If weight loss and time are well correlated, you're in trouble. With your experimental design, there's no way to distinguish between the effect of time - due to aging or whatever - and the effect of weight loss. The correct way to do it would be to have a control group without any diet, which would provide a baseline for the time effect.

Nonetheless, you might be able to get something out of this data if time and weight loss are not well correlated (e.g., some individuals lose more weight than others, or weight loss is not linear with respect to time.) You can then put both factors into the model to identify significant effects associated with weight loss that are conditional on the time effect. This reduces the chance that the resulting DE genes are driven by the confounding time effect. However, this comes at the cost of a loss of power, which is more severe as time and weight loss become more correlated.

Note that if time and weight loss are perfectly correlated, then you can't put them in the same model together, as the coefficients will not be estimable. And TP:perc_weightlost doesn't make sense, just use an additive model.

Edit:

I hadn't appreciated that you were modeling time as a factor, not a covariate. That's fine, and probably the correct approach, but it changes my answer a bit. Let's mock up a sample table for demonstration purposes.

patient <- gl(8, 2)
time <- rep(c("T0", "T1"), 8) # Two time points, for simplicity.

set.seed(100)
weight0 <- rnorm(8, mean=70)
weight1 <- weight0 - runif(8, 0, 10)
wloss <- as.vector(rbind(0, 1 - weight0/weight1)) # interleaved

Your second proposed design was almost correct. I would instead do:

design <- model.matrix(~ 0 + patient + time + time:wloss)
design <- design[,-10] # remove the all-zero column.

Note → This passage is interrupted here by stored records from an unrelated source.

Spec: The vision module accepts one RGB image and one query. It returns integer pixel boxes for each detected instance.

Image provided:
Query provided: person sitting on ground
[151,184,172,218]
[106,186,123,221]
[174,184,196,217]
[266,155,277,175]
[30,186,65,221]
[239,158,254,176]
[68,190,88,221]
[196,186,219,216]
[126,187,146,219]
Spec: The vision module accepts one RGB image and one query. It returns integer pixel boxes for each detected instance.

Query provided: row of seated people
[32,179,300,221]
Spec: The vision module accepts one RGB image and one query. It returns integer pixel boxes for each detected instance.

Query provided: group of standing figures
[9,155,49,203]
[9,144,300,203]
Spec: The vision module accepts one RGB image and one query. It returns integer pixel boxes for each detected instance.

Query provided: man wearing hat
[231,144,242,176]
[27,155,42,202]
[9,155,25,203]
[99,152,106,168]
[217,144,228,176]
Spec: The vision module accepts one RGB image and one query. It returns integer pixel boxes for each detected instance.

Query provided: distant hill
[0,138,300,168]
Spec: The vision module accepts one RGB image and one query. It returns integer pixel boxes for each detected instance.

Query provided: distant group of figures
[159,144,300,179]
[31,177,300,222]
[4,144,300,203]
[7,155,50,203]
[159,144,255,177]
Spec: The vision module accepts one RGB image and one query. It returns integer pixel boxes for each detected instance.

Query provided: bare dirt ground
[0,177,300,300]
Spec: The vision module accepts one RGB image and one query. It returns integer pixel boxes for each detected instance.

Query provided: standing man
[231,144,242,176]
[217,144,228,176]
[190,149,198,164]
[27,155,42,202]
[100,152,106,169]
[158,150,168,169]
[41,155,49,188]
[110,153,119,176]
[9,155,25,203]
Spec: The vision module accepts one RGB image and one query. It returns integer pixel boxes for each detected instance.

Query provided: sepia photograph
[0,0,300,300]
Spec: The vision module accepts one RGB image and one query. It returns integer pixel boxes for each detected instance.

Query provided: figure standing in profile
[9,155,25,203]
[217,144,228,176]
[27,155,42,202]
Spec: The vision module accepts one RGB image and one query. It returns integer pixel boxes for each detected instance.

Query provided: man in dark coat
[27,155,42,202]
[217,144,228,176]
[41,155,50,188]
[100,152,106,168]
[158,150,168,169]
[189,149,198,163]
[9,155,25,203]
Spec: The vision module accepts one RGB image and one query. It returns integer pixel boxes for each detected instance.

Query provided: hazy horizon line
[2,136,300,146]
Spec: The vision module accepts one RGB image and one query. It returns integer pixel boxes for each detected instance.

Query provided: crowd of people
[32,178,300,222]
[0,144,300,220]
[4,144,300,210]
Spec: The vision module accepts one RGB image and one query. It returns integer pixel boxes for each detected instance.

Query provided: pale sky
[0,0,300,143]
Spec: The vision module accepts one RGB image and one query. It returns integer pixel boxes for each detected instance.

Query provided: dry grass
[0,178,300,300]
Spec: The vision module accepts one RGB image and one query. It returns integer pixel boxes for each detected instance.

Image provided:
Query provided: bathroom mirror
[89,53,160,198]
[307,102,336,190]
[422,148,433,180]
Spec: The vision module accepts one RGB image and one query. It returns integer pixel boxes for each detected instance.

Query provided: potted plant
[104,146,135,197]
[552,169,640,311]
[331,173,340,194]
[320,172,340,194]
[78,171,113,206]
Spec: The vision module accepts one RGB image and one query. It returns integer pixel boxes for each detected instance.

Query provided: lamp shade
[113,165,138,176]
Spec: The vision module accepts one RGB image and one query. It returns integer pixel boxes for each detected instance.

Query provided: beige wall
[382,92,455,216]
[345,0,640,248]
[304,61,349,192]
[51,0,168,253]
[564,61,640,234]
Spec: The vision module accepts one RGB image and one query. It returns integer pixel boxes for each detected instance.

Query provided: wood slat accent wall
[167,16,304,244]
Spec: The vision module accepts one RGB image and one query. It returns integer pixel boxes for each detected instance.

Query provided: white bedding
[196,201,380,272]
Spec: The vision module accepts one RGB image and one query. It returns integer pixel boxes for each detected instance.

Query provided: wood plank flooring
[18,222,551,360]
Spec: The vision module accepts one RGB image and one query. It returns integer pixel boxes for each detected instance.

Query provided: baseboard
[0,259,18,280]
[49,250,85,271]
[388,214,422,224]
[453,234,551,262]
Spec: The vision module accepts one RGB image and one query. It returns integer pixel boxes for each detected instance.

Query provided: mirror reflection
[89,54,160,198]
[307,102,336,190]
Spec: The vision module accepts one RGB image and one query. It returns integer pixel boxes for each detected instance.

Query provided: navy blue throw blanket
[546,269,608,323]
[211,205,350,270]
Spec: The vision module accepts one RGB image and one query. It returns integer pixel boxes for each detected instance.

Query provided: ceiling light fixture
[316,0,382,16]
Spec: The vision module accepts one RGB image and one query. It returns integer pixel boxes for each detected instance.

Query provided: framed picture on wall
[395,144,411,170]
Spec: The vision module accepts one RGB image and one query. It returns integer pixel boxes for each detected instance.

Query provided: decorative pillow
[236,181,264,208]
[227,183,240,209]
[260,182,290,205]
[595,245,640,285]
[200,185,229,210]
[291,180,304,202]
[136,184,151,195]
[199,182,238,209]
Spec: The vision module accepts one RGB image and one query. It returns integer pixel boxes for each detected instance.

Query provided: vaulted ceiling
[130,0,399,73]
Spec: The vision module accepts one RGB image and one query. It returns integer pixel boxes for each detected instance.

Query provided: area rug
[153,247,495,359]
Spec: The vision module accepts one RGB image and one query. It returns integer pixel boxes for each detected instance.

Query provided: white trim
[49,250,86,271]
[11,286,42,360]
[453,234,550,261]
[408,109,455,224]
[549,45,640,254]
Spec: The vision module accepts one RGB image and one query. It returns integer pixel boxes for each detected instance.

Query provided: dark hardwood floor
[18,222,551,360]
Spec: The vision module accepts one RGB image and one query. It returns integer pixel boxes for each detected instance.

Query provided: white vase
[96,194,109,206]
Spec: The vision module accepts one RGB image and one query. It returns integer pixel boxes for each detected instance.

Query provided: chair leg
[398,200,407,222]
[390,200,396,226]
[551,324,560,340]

The first 8 coefficients are patient blocking factors, representing the fitted expression of each patient at time zero. The next coefficient is the average log-fold change due to time within each patient. The final coefficient represents the "effect" (i.e., association) of expression with weight loss at time point 1. As I mentioned before, the last two coefficients are likely to be almost completely confounding, which will reduce your power to detect changes compared to a more carefully designed experiment. This is the correct behavior, because otherwise you would get false positives associated with weight loss that are actually caused by time.

The above example is fairly easy to extend to three time points. Note that if age and sex are the same for all samples derived from a single patient, they will be redundant with the patient blocking factors - you don't need them. Same for sequencing center, if all samples from a single patient were sequenced at the same location.